Few go so far as to suggest that governments’ dark warnings of the cyber threat are directly linked to and provoked by the cyber legislation proposals (such as the failed Cybersecurity Act in the US and the Communications Bill in the UK); but many hint at it. “That is a connection you can easily make in your head, but one that is difficult to prove in practice,” old-school hacker and graduate of L0pht Heavy Industries, Space Rogue, told Infosecurity earlier this year.

But now experts are getting closer to voicing that opinion. One long-term critic of exaggerated vocabulary is Bruce Schneier, who two years ago took part in a debate arguing that the cyber war threat has been grossly exaggerated. A new report in CSO online says he has not changed his opinion. “Schneier has said for years, and said again this week, that cyberattack threats are ‘being grossly exaggerated for a reason’ and  its ‘about money and power. There is an enormous amount of money in government contracts, and the real money is in scaring people,’ he said.”

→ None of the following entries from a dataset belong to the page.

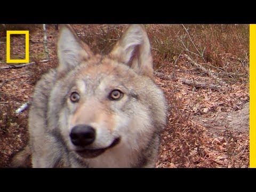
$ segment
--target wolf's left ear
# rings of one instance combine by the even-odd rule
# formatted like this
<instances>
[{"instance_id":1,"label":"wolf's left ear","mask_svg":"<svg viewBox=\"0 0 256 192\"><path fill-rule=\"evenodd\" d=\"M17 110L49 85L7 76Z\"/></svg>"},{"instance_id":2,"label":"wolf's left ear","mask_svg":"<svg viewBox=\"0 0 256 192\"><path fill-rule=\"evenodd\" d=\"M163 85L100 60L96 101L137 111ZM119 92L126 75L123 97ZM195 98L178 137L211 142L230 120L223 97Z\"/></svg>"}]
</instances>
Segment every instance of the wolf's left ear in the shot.
<instances>
[{"instance_id":1,"label":"wolf's left ear","mask_svg":"<svg viewBox=\"0 0 256 192\"><path fill-rule=\"evenodd\" d=\"M61 25L58 43L58 72L66 72L83 60L93 56L93 52L85 43L77 37L69 25Z\"/></svg>"},{"instance_id":2,"label":"wolf's left ear","mask_svg":"<svg viewBox=\"0 0 256 192\"><path fill-rule=\"evenodd\" d=\"M139 74L152 77L153 63L150 45L144 26L131 25L109 54Z\"/></svg>"}]
</instances>

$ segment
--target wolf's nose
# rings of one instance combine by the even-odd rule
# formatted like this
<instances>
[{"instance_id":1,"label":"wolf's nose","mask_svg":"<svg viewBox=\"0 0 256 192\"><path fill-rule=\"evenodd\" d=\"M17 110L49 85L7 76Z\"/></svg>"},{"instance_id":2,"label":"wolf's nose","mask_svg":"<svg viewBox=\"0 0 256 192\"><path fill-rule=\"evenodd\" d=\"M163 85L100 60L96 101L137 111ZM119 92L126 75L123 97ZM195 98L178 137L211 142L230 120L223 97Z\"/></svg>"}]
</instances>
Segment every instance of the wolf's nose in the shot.
<instances>
[{"instance_id":1,"label":"wolf's nose","mask_svg":"<svg viewBox=\"0 0 256 192\"><path fill-rule=\"evenodd\" d=\"M92 143L95 140L95 130L86 125L74 126L69 134L72 143L76 146L81 147Z\"/></svg>"}]
</instances>

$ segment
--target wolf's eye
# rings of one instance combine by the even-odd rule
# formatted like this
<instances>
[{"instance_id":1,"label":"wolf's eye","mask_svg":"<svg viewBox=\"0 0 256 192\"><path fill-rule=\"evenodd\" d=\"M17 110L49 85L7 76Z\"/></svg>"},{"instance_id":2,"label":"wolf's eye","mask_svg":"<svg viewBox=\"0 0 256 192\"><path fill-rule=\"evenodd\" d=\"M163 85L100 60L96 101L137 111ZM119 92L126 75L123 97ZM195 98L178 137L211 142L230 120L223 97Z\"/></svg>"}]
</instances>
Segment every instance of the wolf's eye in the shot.
<instances>
[{"instance_id":1,"label":"wolf's eye","mask_svg":"<svg viewBox=\"0 0 256 192\"><path fill-rule=\"evenodd\" d=\"M123 93L118 90L114 90L110 92L109 98L111 100L118 100L123 97Z\"/></svg>"},{"instance_id":2,"label":"wolf's eye","mask_svg":"<svg viewBox=\"0 0 256 192\"><path fill-rule=\"evenodd\" d=\"M80 96L78 93L76 92L72 92L70 94L70 101L73 102L78 102Z\"/></svg>"}]
</instances>

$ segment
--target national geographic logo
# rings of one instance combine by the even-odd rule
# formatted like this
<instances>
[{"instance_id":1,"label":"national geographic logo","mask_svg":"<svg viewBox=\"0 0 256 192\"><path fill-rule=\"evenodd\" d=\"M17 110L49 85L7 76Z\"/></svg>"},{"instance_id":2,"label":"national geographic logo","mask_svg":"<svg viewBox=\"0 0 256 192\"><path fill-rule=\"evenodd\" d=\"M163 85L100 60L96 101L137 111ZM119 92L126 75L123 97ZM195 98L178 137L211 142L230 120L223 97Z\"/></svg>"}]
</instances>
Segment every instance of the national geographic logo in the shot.
<instances>
[{"instance_id":1,"label":"national geographic logo","mask_svg":"<svg viewBox=\"0 0 256 192\"><path fill-rule=\"evenodd\" d=\"M28 30L7 30L6 31L6 63L19 63L29 62L29 34ZM11 59L10 58L10 38L11 35L21 34L25 35L25 59Z\"/></svg>"}]
</instances>

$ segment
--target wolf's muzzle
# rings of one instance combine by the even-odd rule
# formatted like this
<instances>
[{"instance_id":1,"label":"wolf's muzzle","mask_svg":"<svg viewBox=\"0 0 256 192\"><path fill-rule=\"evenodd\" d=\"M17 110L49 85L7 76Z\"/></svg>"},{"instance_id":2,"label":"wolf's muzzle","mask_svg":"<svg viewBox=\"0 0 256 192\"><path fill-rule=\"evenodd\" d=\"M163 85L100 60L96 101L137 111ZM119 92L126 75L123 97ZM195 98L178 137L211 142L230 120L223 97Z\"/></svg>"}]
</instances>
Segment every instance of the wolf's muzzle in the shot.
<instances>
[{"instance_id":1,"label":"wolf's muzzle","mask_svg":"<svg viewBox=\"0 0 256 192\"><path fill-rule=\"evenodd\" d=\"M91 126L81 124L72 129L69 137L71 141L76 146L85 147L93 142L95 132Z\"/></svg>"}]
</instances>

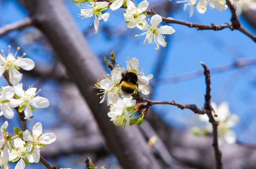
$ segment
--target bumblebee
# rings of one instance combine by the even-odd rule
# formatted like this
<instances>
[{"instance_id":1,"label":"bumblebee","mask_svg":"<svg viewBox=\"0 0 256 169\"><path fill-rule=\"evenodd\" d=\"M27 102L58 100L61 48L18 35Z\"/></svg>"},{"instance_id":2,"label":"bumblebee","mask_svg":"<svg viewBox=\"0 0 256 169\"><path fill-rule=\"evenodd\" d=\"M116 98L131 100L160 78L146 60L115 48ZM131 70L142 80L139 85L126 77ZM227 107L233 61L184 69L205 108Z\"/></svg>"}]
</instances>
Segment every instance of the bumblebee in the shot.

The problem is that the cyber threat is real; the danger is that in overplaying it, government will be ignored. “The Cybersecurity threat is very real,” Tal Be’ery, Imperva’s web security research team leader told Infosecurity. “If you don’t believe it, you should ask the Iranian government about the damage that the Stuxnet malware inflicted to their centrifuges at the Natanz Fuel Enrichment Plant.”

He is particularly concerned about the Western world’s reliance on computerized systems to control its critical infrastructure. An attack on these requires little money, just knowledge and expertise. And such attacks, “unlike physical resources such as missiles and bombs, are very hard to track or restrain by treaties and regulations.”

Like Schneier in the US, Professor Ross Anderson of the Cambridge University Computer Laboratory is equally critical in the UK. While the infrastructure may be vulnerable, “I don't believe that GCHQ could do anything particularly useful about vulnerabilities in industrial control systems,” he told Infosecurity. “In the USA, where NIST has tried, their efforts have been counterproductive.”

Anderson goes further to hint at a cosy relationship between government and parts of the security industry. If it isn’t about legislation, it’s about Schneier’s aforementioned ‘money and power.’ “The huge overestimates of the costs of cybercrime that we've seen from Detica and the anti-virus vendors,” said Anderson, “are simply part of their marketing push to government, and governments bless them as they help intelligence agencies get more from their treasuries.”

Tal Be'ery agrees to an extent. “There’s a risk of using the media hype to get an unnecessary funding for irrelevant projects and counteractions. Therefore, we should keep an eye on the government’s suggested solutions.” The difficulty faced by the likes of Leon Panetta is to accurately describe the threat without becoming the Peter who cried Wolf once too often. “Even if some of the solutions prove to be irrelevant or exaggerated, that does not mean that the threat itself is irrelevant or exaggerated,” adds Be’ery.